CO2-Selective Membrane for Enhancing H2 Utilization in Solid Oxide Fuel Cells

In order to utilize the H₂ remaining in the anode exhaust of a solid oxide fuel cell (SOFC), a CO₂-selective membrane was developed to remove CO₂ from the anode exhaust and recycle the concentrated H₂ back to the SOFC. As the cooled exhaust still has an average temperature of 120ºC, it is challenging for polymeric membranes to maintain both high CO₂/H₂ selectivity and CO₂ permeance. Previously, facilitated transport membranes were developed using tetramethylammonium hydroxide (TMAOH) as the mobile carrier to selectively remove CO₂. However, TMAOH has been reported to degrade via a nucleophilic substitution mechanism, and a possible higher temperature of the anode exhaust in practice may exacerbate the degradation.

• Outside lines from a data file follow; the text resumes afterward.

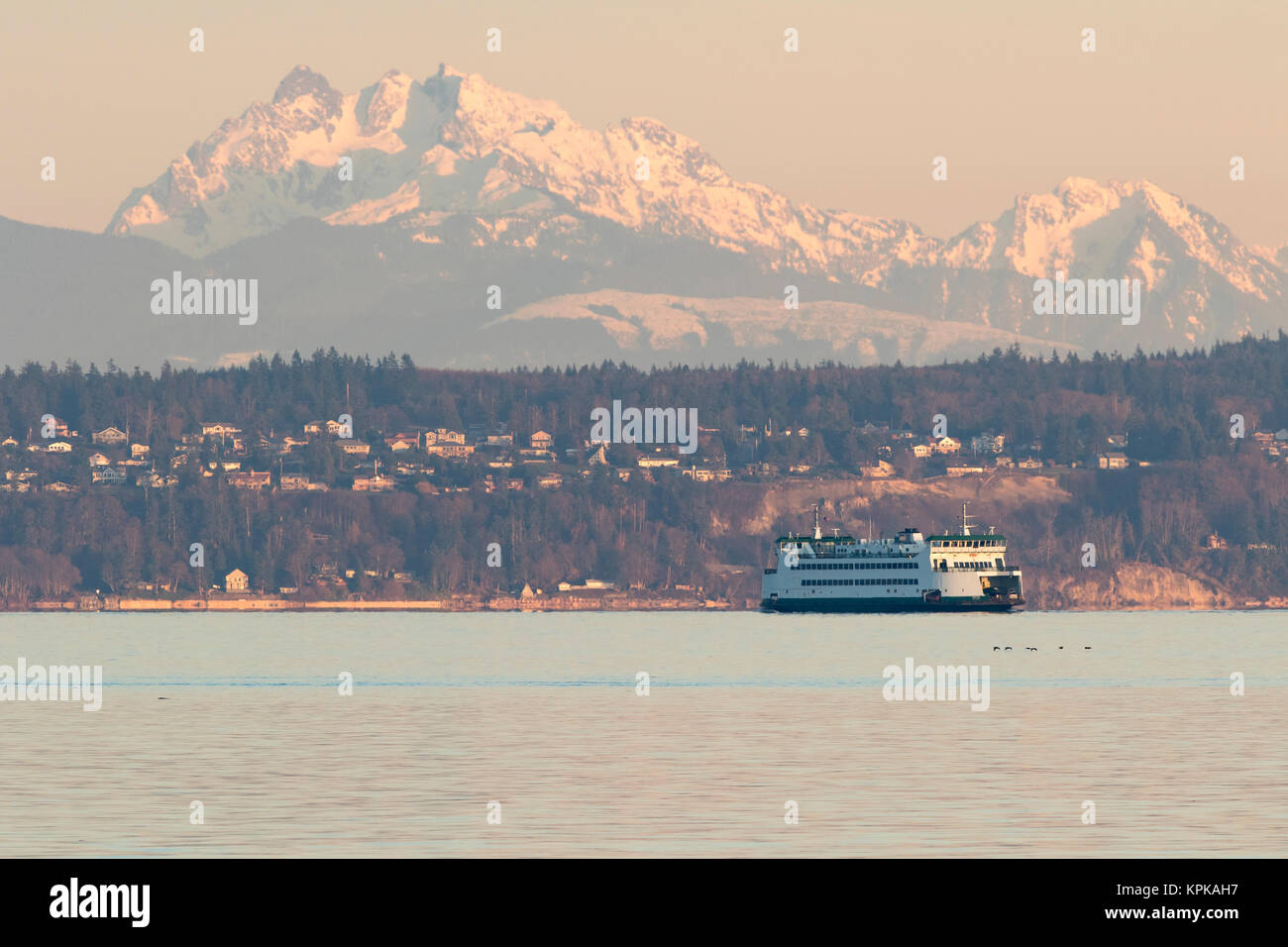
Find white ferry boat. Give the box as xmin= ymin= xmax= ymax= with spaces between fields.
xmin=760 ymin=504 xmax=1024 ymax=612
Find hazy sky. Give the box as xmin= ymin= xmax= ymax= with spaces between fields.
xmin=0 ymin=0 xmax=1288 ymax=244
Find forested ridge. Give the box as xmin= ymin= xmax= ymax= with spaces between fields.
xmin=0 ymin=333 xmax=1288 ymax=603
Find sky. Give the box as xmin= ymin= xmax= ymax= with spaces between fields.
xmin=0 ymin=0 xmax=1288 ymax=245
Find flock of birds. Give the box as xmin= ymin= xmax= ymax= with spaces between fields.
xmin=993 ymin=644 xmax=1091 ymax=651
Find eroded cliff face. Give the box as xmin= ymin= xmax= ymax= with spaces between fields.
xmin=1025 ymin=562 xmax=1236 ymax=611
xmin=736 ymin=472 xmax=1288 ymax=611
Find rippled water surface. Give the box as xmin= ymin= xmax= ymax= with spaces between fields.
xmin=0 ymin=612 xmax=1288 ymax=857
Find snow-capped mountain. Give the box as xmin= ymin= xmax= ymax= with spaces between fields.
xmin=20 ymin=65 xmax=1288 ymax=364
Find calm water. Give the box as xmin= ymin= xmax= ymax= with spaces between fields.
xmin=0 ymin=612 xmax=1288 ymax=857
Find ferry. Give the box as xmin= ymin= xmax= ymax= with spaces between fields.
xmin=760 ymin=504 xmax=1024 ymax=612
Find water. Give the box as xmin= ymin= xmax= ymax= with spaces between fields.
xmin=0 ymin=612 xmax=1288 ymax=857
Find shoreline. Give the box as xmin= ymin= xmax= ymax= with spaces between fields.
xmin=0 ymin=596 xmax=1288 ymax=614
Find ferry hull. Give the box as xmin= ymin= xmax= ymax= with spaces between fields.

Herein, more stable fluoride- and hydroxide-containing species were investigated for their potentials of replacing TMAOH. The thermal stabilities of the quaternaryammonium-containing compounds were characterized by TGA. Moreover, quantitative results from NMR showed that tetramethylammonium fluoride (TMAF) was 14 times more stable than TMAOH at 130ºC. Next, membranes with the optimal composition containing TMAF were synthesized, and their transport performances at different temperatures and feed CO₂ partial pressures were measured, respectively. The membrane showed a CO₂ permeance of 108 GPU and a CO₂/H₂ selectivity of 106 at 120ºC, and it was stable for 120 h. The TMAF-containing membrane also displayed an improved stability of about 4 times better than the TMAOH-containing membrane at 130ºC. To date, scale-up of 21ʺ-wide membranes with a total length of 720 ft has been demonstrated, and the membranes exhibited consistent transport results as the lab-scale samples. Additionally, a techno-economic analysis showed that, when the H₂ recovery of the membrane process was set at 99%, the CO₂ removal cost was calculated to be $62.9/tonne. Lastly, a CO₂ removal of 76.9% could be obtained when the air sweep was replaced by vacuum on the permeate side.